Cub Driver wrote
I wonder how much of flying's apparent dangers (and motorcycles' too?)
comes not from the vehicle but from the driver?
Most of it.
As a driver, you get a discount for being older, female, and married.
The highest rates are paid by young unmarried men, the lowest by
middle aged married women. There is no similar insurance dynamic at
play in airplanes. Nobody really cares about your age, sex, or
marital status. Why?
Driving is mandatory, flying is optional.
Unless you live in New York City, you have to drive. There isn't a
realistic choice. But you can choose when, how, and how much. You
can avoid high traffic areas. You can slow down. You can avoid
driving at night. In general, you can reduce your exposure by
reducing the utility of your car. The whole idea is anathema to a
young unmarried man. He will go where he wants to go, when he wants
to go there, and as fast as he can get there. A middle aged married
woman will delay her trip, take longer, go elsewhere if possible, and
just not go if she can.
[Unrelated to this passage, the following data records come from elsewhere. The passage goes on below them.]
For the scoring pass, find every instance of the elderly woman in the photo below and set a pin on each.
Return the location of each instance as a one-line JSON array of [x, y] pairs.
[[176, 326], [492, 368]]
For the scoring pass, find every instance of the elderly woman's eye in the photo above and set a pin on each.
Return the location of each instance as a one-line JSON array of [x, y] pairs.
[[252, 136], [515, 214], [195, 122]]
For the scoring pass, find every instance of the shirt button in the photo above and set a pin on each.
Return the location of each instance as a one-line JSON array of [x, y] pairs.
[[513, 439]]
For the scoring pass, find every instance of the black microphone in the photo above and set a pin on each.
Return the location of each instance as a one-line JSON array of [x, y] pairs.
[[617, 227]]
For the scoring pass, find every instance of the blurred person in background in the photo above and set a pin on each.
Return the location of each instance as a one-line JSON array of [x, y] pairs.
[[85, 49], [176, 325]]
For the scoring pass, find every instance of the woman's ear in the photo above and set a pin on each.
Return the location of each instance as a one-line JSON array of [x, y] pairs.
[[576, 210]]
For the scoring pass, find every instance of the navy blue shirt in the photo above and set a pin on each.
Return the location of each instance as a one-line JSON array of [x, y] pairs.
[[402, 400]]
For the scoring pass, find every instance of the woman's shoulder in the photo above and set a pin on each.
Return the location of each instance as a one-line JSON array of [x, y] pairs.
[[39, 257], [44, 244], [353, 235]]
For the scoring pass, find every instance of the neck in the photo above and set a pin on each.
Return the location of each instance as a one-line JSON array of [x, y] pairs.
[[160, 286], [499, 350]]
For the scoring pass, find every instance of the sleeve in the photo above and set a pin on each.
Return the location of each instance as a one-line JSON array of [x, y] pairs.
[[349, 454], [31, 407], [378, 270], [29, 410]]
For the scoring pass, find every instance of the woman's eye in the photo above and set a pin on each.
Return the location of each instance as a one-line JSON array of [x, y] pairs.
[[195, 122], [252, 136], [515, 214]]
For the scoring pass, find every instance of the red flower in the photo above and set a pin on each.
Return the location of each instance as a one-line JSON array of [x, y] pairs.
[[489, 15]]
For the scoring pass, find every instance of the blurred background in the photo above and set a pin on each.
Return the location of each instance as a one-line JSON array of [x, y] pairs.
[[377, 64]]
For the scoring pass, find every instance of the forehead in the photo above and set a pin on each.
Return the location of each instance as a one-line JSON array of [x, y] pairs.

She is most likely far less skilled as a
driver than the young unmarried male, but she is safer. She drives
only when necessary, and then in the safest way possible.
Of course there are exceptions - there are cautious young unmarried
men and middle aged married women who seek adventure on the open road,
but they are just that - exceptions.
Flying is completely different. It's optional. There are a very few
people who have a valid need to fly, but that doesn't include most of
us. We fly because we want to fly. For that reason, there are no
safe private pilots.
Yes, I am absolutely serious. There are no safe private pilots.
They've all quit. Every private pilot still flying has made the
decision, consciously or unconsciously, that the fun and possible
marginal utility of flying is worth the increased risk of serious
injury and even death, not only for himself but for his passengers.
Every trip the typical private pilot makes in an airplane could have
been more safely made by car or commercial carrier - and generally
cheaper and more reliably as well.
Why doesn't your insurance company care about your great judgment and
commitment to safety? Because it's all a bunch of crap. If you were
really committed to safety, you would have already quit. That's why
there is no discount for age, marital status, or sex. Because that
'discount' is realized by not needing aviation insurance because you
don't fly.
So what do insurance companies care about? Why, the one thing you can
do to improve your odds without quitting - improving your skill and
knowledge. Both tend to accumulate with experience, so every insurer
cares about experience. Both also tend to accumulate with training
(initial and recurrent) so most insurers also care about that. The
more relevant the skill and knowledge the better, so insurers care
about time in category, class, and make/model. Skill rots, so recent
experience also counts.
Skill and knowledge don't make you safe - nothing will - but they do
make you safer. If you want safety, put your airplane in the hangar.
It's safe there. But that's not what airplanes are for.